Client-server interaction Using full pipeline to achieve high throughput

can observe the length of message queue to adjust the number of worker threads.

Implementation and Evaluation

Evaluation

dataset

synthetic data set: consists of multiple 3GB file, each with globally unique data chunks.
stress the disk and the network systems as large amounts of data need to be transferred. VM dataset

throughput

backup throughput: index throughput, ssd indexing throughput, and end-to-end throughput, reference update throughput, restore

deduplication efficiency

2. Strength (Contributions of the paper)

This paper shows the detail of implementing a index and cache index in the deduplication system.
It also proposes progressive sampled indexing, grouped mark-and-sweep, and client-server interaction.
this paper takes care of the issue that the how to improve the scalability issue in single-node deduplication system.
Most other systems have provided good solutions for a subset of problems (three problems), usually excluding single-node scalability and reference management.

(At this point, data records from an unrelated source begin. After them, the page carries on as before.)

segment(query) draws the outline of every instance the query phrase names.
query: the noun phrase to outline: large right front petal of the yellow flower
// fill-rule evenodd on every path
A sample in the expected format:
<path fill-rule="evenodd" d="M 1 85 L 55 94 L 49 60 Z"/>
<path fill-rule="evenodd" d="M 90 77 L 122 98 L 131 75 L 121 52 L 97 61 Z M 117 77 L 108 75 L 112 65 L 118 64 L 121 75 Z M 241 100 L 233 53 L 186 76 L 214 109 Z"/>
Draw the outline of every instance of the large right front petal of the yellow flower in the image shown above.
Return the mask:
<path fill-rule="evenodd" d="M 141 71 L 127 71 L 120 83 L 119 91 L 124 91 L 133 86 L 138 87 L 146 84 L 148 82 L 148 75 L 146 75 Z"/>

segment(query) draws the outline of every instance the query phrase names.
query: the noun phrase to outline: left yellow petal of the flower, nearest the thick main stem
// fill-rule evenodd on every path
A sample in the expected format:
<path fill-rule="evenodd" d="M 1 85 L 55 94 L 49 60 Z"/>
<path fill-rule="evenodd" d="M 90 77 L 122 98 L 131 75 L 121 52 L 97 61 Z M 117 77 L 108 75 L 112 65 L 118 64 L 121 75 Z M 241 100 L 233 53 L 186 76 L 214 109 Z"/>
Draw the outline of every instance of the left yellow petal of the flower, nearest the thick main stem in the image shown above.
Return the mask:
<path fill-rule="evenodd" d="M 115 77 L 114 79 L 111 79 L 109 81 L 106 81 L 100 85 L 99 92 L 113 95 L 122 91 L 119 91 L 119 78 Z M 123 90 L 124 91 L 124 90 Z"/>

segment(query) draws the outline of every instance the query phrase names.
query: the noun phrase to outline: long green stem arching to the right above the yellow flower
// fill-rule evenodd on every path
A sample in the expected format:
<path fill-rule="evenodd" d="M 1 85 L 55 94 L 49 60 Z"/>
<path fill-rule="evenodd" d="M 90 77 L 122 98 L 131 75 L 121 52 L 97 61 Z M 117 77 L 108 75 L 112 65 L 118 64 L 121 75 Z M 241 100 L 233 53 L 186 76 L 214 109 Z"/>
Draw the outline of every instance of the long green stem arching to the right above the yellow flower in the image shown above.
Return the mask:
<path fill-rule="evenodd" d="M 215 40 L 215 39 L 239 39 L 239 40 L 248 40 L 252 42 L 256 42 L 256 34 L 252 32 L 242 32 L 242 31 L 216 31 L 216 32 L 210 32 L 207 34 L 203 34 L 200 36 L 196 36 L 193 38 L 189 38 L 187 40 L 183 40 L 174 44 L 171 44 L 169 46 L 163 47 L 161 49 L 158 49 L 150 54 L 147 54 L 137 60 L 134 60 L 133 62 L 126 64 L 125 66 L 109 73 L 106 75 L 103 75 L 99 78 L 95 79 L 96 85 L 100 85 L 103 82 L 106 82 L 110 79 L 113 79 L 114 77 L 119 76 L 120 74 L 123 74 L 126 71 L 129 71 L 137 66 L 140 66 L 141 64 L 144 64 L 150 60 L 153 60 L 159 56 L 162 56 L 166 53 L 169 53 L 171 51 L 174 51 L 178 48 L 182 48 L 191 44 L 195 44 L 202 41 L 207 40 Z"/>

3. Weakness (Limitations of the paper)

In its grouped mark-and-sweep scheme, all the containers used by groups that have deleted files need to be swept, however some containers of them maybe unchanged.

incur the high overhead in the sweep phase.

4. Some Insights (Future work)

this paper mentions the power outages and data corruption are really not that rare in real deduplication system

need to consider the how to recover the deduplication metadata and data.

In the restore operation, it mentions that using directly locatable objects allows it to perform restore without using the index, making the whole process very scalable.